/start/your-dealer
Each Dealers.sh NFT is both a piece of generative art and a save file. The image you see on a marketplace is rendered directly from contract bytecode, and the gameplay state attached to that token (your cash, your stash, your reputation, your heat) lives in the same set of contracts. There is no separate database keeping track of your progress.

The art is on chain
When a wallet or a marketplace requests the metadata for your dealer, the contract assembles an SVG from packed trait data and returns it as part of the standard tokenURI response. Alongside that SVG, the animation_url contains the playable game HTML, gzipped and stored on chain through Abstract’s FileStore. Nothing about the visual or interactive experience depends on an external host.
For a deeper walkthrough of how the rendering pipeline works, see /the-art/rendering.

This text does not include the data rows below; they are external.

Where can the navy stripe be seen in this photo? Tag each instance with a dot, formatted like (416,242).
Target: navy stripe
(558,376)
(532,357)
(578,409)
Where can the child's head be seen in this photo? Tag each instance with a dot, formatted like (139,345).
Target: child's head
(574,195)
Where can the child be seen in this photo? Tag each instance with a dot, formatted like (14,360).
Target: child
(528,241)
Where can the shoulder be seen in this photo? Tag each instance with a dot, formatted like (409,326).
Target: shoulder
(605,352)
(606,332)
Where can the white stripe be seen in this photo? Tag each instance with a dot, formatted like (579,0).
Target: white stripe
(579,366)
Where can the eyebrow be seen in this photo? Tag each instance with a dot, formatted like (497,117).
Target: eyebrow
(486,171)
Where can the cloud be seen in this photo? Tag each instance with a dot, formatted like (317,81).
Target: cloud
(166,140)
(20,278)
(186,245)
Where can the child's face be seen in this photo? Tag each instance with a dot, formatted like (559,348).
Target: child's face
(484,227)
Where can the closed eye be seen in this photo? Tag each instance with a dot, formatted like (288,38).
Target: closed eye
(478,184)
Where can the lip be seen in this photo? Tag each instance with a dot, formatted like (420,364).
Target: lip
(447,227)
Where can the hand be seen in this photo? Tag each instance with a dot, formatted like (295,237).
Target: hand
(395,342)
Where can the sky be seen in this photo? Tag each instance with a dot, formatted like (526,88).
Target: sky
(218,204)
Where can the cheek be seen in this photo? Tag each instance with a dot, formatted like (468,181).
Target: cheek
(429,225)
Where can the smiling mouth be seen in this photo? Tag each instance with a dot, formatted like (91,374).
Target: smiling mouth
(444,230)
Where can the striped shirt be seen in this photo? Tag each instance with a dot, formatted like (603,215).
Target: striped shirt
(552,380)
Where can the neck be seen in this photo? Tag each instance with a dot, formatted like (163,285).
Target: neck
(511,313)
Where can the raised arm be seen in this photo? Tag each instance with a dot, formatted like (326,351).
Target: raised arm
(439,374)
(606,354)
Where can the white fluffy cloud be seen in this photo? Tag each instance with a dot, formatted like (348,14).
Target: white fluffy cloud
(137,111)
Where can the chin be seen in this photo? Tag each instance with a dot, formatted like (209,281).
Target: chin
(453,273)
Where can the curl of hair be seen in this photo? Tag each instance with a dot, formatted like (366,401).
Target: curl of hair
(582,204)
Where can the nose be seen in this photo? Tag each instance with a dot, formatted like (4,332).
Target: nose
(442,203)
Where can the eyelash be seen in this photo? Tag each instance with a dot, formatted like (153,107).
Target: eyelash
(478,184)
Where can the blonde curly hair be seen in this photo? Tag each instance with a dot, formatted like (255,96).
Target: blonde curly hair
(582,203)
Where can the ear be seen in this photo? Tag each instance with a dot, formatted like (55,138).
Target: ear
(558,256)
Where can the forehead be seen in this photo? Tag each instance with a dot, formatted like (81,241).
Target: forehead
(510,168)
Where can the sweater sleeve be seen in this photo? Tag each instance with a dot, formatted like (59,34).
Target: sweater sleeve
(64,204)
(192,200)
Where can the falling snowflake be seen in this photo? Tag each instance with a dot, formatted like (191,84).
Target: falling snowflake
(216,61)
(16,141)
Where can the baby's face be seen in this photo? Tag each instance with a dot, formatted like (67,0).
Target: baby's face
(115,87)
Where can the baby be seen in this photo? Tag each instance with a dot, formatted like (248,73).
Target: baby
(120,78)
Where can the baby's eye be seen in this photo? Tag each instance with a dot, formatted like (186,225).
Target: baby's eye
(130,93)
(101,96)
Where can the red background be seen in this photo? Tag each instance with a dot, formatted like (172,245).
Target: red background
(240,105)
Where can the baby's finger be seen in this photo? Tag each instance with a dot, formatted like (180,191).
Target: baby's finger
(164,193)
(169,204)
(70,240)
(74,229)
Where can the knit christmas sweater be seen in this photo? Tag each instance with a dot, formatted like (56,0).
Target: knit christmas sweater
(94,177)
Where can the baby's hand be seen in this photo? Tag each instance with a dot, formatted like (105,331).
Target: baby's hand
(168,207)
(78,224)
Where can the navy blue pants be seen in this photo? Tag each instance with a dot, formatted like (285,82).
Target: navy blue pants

State that changes as you play
Each dealer has a handful of stats that move as you take actions. They are all stored on the contracts and visible to anyone who reads them.
| Stat | What it means |
|---|---|
| Reputation (REP) | Your standing in the family. Earned through deals and combat. Gates rank progression. |
| Heat | Police attention from 0 to 5. The higher it goes, the higher your risk of being sent to jail. |
| Cash | Working capital, used for buying drugs, paying for travel, posting bail, and shopping. |
| Stash | Drugs you currently hold, tracked by type and quantity. |
| Attempts | The number of actions you have left in the current period. Refills over time. |
| Infamy | A separate score that rises and falls with PVP outcomes and shapes how other players see you. |
Because each of these stats lives on chain, your dealer effectively levels up as you play, while the underlying NFT remains exactly the token you minted.
Traits and rarity
Each dealer is randomized at mint across several visual trait categories: background, hair, eyes, mouth, outfit, and accessory. Rarer combinations are exactly that — rarer. They affect how your dealer looks, not what your dealer can do. A common dealer with high reputation outranks a one-of-one with no track record.
See /the-art/rarity for the trait distribution.